Keyless Cars and Their Carbon Monoxide Toll - ytNumbers
https://www.nytimes.com/2018/05/13/business/deadly-convenience-keyless-cars-and-their-carbon-monoxide-toll.html
======
t0mas88
I'm not really surprised Toyota is mentioned as being involved in half the
cases. Because they sell large numbers of hybrids and those have a much higher
risk. The car can be "on" without the combustion engine running, so there is
no sound to alert the driver that the car is still on. Then over time when the
battery charge decreases the car will automatically start the engine to
recharge.

------
dmckeon
For anyone with family members at risk, detectors for CO and smoke with
10-year batteries can be had for $40 USD.

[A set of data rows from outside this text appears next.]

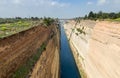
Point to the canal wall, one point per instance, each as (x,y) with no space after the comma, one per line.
(16,50)
(97,52)
(48,63)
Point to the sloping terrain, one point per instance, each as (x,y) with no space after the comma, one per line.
(48,63)
(16,49)
(98,50)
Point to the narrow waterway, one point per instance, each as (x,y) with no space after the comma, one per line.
(67,62)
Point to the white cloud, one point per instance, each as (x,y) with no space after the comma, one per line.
(50,3)
(89,3)
(101,2)
(16,1)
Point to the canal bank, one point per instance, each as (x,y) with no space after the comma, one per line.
(67,62)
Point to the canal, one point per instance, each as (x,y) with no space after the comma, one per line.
(67,63)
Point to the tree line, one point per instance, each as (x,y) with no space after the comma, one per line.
(102,15)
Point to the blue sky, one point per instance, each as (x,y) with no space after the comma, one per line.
(55,8)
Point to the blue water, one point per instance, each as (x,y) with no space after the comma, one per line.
(67,62)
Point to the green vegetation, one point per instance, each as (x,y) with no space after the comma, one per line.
(102,15)
(12,28)
(9,26)
(24,70)
(48,21)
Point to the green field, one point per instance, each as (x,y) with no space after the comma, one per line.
(8,29)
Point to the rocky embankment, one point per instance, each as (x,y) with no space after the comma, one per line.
(15,50)
(97,51)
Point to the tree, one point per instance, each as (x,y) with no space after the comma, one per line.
(91,15)
(85,17)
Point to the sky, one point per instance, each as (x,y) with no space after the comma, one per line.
(56,8)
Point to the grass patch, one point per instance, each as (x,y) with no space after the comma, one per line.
(25,69)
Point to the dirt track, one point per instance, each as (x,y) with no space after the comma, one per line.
(16,49)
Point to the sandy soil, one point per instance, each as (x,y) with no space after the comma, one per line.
(99,49)
(16,49)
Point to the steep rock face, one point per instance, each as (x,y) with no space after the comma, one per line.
(48,64)
(103,59)
(98,50)
(15,50)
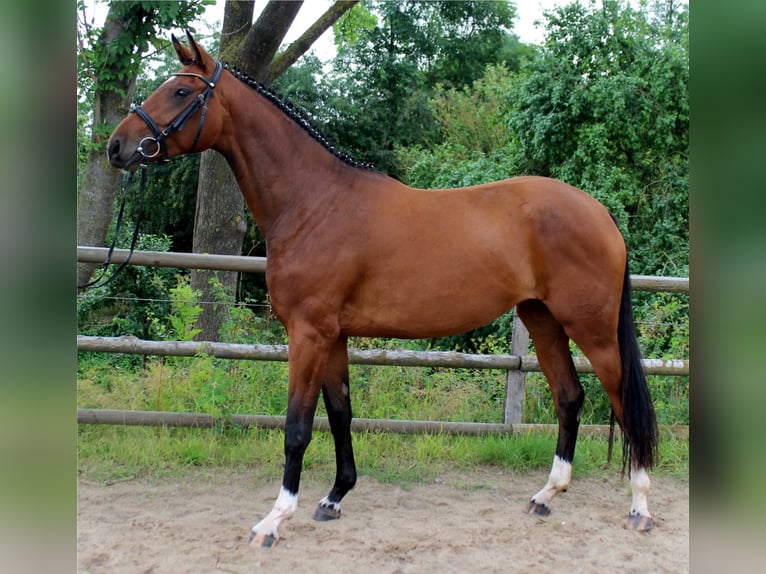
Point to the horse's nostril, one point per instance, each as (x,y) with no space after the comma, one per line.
(114,149)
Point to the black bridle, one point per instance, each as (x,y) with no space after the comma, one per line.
(159,136)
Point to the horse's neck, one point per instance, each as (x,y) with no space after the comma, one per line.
(284,174)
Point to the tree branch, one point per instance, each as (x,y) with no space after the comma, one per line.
(307,39)
(265,36)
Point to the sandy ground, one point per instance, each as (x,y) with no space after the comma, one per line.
(465,522)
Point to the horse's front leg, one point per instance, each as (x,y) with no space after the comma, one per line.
(307,356)
(338,403)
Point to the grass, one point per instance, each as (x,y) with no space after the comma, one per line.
(109,453)
(220,387)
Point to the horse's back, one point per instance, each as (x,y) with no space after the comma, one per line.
(435,262)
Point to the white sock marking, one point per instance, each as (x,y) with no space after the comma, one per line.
(640,484)
(284,508)
(558,480)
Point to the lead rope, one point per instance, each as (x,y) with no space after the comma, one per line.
(101,281)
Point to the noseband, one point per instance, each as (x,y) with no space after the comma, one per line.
(159,136)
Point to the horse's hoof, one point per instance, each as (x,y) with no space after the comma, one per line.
(262,539)
(325,513)
(639,523)
(539,509)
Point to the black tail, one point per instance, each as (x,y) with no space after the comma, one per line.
(639,424)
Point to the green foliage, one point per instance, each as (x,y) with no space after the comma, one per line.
(135,303)
(105,64)
(391,55)
(605,108)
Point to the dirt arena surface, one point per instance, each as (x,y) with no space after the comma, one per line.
(466,522)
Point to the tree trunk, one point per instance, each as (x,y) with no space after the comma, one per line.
(96,197)
(220,223)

More information is available from: [https://sdinspect.com/health-and-
safety/new-law-regarding-ca...](https://sdinspect.com/health-and-safety/new-
law-regarding-carbon-monoxide-detectors/)

------
klondike_
Combustion engine cars reached their technological peak in the 90s and since
then most new features have been pointless gimmicks. Case in point: keyless
entry. It hardly saves any time or effort compared to inserting a key and
turning it, and puts the driver in more risk.

------
dmckeon
Discussion at dupe post:
[https://news.ycombinator.com/item?id=17061411](https://news.ycombinator.com/item?id=17061411)

------
everdrive
A non-problem (remote ignition systems) causes another non-problem (thinking
about how exhaust works) -- being a luddite is sometimes the correct position.